One more statistic: even if Apple stock had gone nowhere from its IPO in 1980 up to 2003, its annual return over the three decades since going public would be 13%, which still beats the S&P 500 by over 3%. In other words, almost all of Apple’s current value (~$230 billion) was created over the last seven years.

Where did that value come from? For the seven years ending 2009, sales grew from $5.7bb to $42.9bb. Over 70% of that growth came from new products: the iPod, the iPhone, media sales, and other related peripherals. On a net profit basis, even more than 70% of Apple’s growth came from new products (segment margins aren’t disclosed, but overall margins have hugely increased and most of that likely came from new products). Aside from the storied brand name, Apple is basically a startup that was funded with the cash and income from their struggling Macintosh business.

Apple and the Red Queen Run the Hedonic Treadmill

…it takes all the running you can do, to keep in the same place.” – The Red Queen, Lewis Carroll’s “Through the Looking-Glass”

So, clearly, the law of large numbers comes into effect when looking at Apple’s future growth prospects. To double revenues, Apple would have to sell an extra $43 billion a year in products – that’s over 68 million iPhones or 32 million Macs every year.

Of course, investors aren’t counting on Apple’s revenue doubling anytime soon, and the law of large numbers just means it’s more difficult for them to grow, not that it’s impossible. But to me, the more relevant model to use for Apple’s future growth is that of the Red Queen Effect.

The Red QueenIn Lewis Carroll’s follow up to “Alice in Wonderland,” Alice comes across the Red Queen (not to be confused with the more popular Queen of Hearts) and for no reason at all they both begin to run. Alice notices that, despite their tireless efforts, they have remained in the same spot. The Queen informs her that she must keep running just to stay put (see the above quote).

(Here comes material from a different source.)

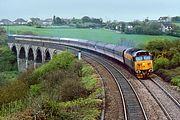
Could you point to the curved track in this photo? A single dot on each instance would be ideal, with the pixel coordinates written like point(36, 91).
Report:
point(167, 103)
point(133, 109)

In biology, the Red Queen’s race is translated into the principle that “for an evolutionary system, continuing development is needed just in order to maintain its fitness relative to the systems it is co-evolving with.” I think the Red Queen effect is an apt analogy for Apple’s current situation. Here’s why:

  • Most of Apple’s growth in sales over the past 2 years has been from the iPhone (68% of growth to be exact).  The iPhone was launched in 2007, and most of these sales have been to new iPhone users. Certainly there are much more non-iPhone users to “convert,” but at some point most iPhone purchases will come from current users who are upgrading. This has already happened with the iPod – as seen in the chart above with iPod unit sales tapering off lately.
  • Most future growth will have to come from new iPhone users, iPad sales, and any new products that Apple introduces.
  • To justify Apple’s current valuation, the company must consistently come out with new (and popular) products to both maintain and grow profits. In other words, they have to keep running just to stay in the same place.

The one part of Apple’s business that isn’t susceptible to the Red Queen effect is their share of media/app sales through the iTunes & App store. Because of their closed system (disregarding the downside to this model), Apple controls and gets a cut of almost every application and piece of media consumed on their devices.

The iPod/iPhone/iPad act as mobile “delivering devices” for entertainment and productivity applications. If Apple can maintain their closed system – and Clayton Christensen’s prediction continues to be wrong – their share of content distribution will continue to rake in profits.

But as an investment, I don’t think there’s much of a margin of safety if Apple stops “running” and a new product launch fails. Investor’s high expectations have put Apple on a Hedonic Treadmill of sorts that only a fall in price can cure.